Light on content but had a neat riddle (I actually "solved" or guessed it pats self on back)

"You're standing on the surface of the Earth," Musk begins, according to the book. "You walk one mile south, one mile west, and one mile north. You end up exactly where you started. Where are you?"

Answer in the article.


This riddle doesn't look hard at all (solved it nearly instantly after reading it), but I'm not sure I could provide an instant answer during such stressful conditions as mentioned in the article.


That's what I thought when I first read it (how easy) but then realized that under stress, expecting an impossible mind teaser, a nervous applicant might mess it up.


Depends if where you started is based on coordinates or a location on the ice, and how long it takes you to walk the distance.

I would do nearly anything to work for him in cali.


>Musk is known to work more than 20 hours a day

Sorry but no matter how high I value his contributions to technology do I believe statements like that. Just think about it. How would these 4 hours downtime be divided? One would think all goes towards sleep. But can you really close your laptop, instantly jump into bed and sleep? No showers? Brushing teeth? Eating something? And what about in the morning? Alarm clock goes of, jump out of bed and instantly open the laptop and start working?

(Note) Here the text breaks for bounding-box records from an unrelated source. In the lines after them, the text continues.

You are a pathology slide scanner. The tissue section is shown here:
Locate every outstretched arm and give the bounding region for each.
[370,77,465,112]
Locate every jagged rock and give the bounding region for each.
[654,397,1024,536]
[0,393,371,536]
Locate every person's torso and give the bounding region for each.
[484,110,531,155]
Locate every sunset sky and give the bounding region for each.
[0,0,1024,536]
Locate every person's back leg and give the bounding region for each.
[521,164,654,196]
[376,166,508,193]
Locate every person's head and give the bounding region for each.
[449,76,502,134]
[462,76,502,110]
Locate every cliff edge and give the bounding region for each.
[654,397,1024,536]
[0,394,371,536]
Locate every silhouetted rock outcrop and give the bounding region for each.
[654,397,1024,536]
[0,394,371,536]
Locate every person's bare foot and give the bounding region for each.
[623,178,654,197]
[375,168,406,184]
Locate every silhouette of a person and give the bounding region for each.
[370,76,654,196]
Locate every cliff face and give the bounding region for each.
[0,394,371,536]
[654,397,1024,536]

Again, I like the guy enough but I wish they would stop to publish these obviously fake fluff factoids. You can still be a genius when working reasonable hours.

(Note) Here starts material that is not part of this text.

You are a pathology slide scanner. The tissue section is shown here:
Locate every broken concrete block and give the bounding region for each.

The first answer to the riddle is pretty obvious but I don't see how the second answer can be correct.


Near the South Pole, there are latitudes where the circumference is 1 mile, 1/2 mile, 1/3 mile... You are 1 mile north of those latitudes.


ok, so haversine distance is a thing on a sphere: http://en.wikipedia.org/wiki/Great-circle_distance

You are a bit over a mile from the south pole (how much a of bit requires math i don't feel like doing, but is very important) You walk towards the pole, turn and walk west in an exactly 1 mile circumference circle around the pole (this is why the "bit" was important) and you walk back north to where you started.

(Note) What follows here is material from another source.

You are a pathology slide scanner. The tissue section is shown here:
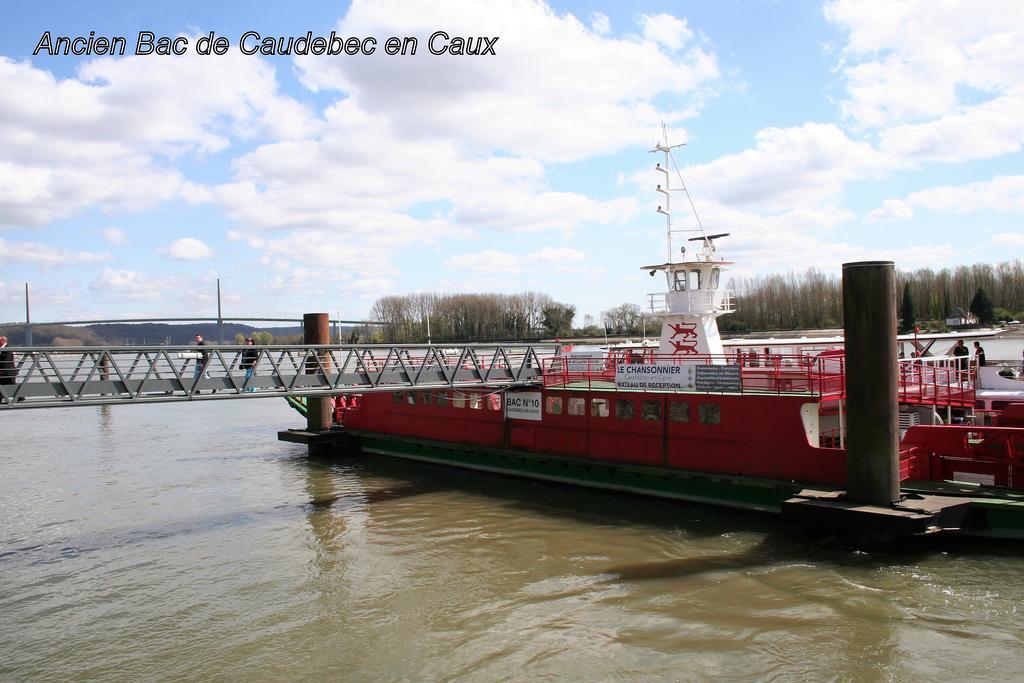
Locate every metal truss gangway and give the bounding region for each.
[0,344,558,411]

There is only one valid point on the northern hemisphere (the north pole) and a ring of points at the south pole.

found the math I need! https://www.astro.virginia.edu/class/whittle/astr553/Topic16...

C = R sin(r/R) R = radius of earth aprox( 3,959) C = 1 mile solution is r+1 distance from the south pole


Aren't there multiple rings for the South Pole solution? There's the solution where you head south, circle the pole once, and head back north; then there's also the one (starting slightly further south) where you head south, circle the pole twice and go back... and so on.


yep! I missed that, infinitely many concentric rings.


I would attempt to throw him off by asking "you mean true north, geographic north, or grid north?"


is geographic != true north? I think you missed out magnetic north, unless I have my definitions mixed up =]


Yes, that is the "throw off" part!


No dude, you are misunderstanding me, your definition is wrong, your label of geographic north == true north.